We note that the assessee has adopted DCF method for valuation of its shares as per Rule 11UA of the Income Tax Rules, 1962 (hereinafter in short "the Rules") for arriving at the value of the shares allotted to M/s.STPL; and accordingly, the share premium was received by it. We note that the AO has rejected DCF method adopted by the assessee on the ground that the valuation is based on unrealistic and farfetched projection and in that process has erroneously noted that the actual Revenue varied from the projected Revenue for four years (for AYs 2014- 15 to 2018-19). We don’t countenance such an action of the AO, because, there was no material to hold that assessee’s projected Revenue are fabricated or manipulated. Instead, it has been demonstrated before us from the table (supra) that other than for AYs 2013-14 & 2015-16, the actual Revenue was above the projections viz. for years 2015-16, 2016- 17 & 2017-18, which is thus found to contrary to the figures adopted by the AO, because, he erred in comparing the projections of the M/s P.A.

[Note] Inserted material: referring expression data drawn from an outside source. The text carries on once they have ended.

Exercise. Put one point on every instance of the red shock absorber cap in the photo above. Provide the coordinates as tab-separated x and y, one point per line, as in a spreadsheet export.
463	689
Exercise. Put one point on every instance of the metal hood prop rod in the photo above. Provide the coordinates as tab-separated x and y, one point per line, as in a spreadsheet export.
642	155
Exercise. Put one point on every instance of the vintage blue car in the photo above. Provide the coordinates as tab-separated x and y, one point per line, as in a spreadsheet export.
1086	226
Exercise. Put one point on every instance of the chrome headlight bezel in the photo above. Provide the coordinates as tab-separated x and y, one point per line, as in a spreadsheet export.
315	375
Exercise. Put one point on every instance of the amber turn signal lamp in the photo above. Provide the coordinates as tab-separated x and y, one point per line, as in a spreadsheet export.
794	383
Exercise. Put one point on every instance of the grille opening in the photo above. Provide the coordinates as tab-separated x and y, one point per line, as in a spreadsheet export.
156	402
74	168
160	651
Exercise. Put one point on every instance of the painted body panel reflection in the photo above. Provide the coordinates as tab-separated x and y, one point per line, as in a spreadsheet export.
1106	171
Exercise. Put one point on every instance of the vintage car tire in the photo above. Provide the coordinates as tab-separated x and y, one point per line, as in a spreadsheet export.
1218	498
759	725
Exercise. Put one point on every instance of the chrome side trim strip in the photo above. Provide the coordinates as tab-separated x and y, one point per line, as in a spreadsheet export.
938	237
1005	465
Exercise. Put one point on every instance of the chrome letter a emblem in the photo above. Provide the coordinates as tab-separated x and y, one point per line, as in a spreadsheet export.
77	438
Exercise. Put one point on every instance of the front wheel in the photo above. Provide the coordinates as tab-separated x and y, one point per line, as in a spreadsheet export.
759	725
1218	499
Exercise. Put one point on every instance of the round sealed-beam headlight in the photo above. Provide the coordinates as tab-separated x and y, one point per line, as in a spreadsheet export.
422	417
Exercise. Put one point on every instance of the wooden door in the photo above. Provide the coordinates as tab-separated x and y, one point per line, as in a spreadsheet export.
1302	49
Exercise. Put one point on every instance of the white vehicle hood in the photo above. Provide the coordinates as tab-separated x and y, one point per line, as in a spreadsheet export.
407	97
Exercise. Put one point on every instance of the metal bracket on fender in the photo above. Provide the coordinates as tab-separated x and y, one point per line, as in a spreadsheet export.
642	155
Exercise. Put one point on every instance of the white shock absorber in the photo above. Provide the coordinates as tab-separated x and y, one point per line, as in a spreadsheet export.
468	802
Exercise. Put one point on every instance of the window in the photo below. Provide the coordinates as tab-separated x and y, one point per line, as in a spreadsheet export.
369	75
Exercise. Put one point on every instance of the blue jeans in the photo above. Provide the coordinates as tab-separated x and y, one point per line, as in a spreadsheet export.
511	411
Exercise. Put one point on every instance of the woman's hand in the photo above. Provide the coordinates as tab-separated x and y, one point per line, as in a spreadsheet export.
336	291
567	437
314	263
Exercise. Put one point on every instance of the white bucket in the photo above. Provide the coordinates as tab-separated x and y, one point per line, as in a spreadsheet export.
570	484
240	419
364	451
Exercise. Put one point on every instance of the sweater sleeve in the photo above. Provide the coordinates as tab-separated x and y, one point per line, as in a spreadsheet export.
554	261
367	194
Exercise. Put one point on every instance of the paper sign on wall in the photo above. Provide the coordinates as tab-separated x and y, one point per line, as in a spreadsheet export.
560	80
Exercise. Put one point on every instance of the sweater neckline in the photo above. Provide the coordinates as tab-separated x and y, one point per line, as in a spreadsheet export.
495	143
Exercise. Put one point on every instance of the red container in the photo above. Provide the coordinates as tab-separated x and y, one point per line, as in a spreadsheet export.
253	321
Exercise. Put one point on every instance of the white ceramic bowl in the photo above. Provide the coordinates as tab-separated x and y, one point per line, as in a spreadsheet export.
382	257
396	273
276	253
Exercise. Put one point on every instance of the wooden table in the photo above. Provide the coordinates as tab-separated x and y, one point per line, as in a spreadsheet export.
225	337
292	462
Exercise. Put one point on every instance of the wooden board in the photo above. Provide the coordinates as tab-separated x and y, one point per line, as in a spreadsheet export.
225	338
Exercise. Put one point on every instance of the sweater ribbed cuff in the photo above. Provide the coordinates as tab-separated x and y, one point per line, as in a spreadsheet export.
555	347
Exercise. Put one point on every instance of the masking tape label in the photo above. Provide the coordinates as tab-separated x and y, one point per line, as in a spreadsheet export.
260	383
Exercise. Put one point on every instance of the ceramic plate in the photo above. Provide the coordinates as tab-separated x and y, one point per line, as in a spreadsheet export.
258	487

Inc. [foreign company] and actuals of the assessee. Therefore, we find that action of the AO was on wrong assumption of facts and so is erroneous; and the assessee had adopted the DCF method as per u/r.11U of the Rules for arriving at the value of the shares allotted at a premium from M/s.STPL. We note that the AO had no power under law to change the DCF method chosen by the assessee as held by the Hon’ble jurisdictional High Court in the case of CIT v. VVA Hotels Pvt. Ltd. reported in [2020] 429 ITR 69 (Mad.)(HC). We also note that shares allotted to Dr Afser and M/s STPL can’t be compared because by giving huge premium per share of assessee company, M/s.STPL not only got 51% i.e. controlling interest in the assessee company, but also indirectly got 30% of the value of the US Company (M/s P.A.Inc.). Therefore, in our considered view, in the facts and circumstances noted (supra), the assessee has justified the premium charged on the issuance of shares to M/s.STPL and thus, we direct the AO to delete the addition made towards difference between the issue price and actual share price determined by the AO as income of the assessee u/s.56(2)(viib) of the Act.
In the result, appeal filed by the assessee is allowed.
Order pronounced on the 21st day of August, 2024, in Chennai.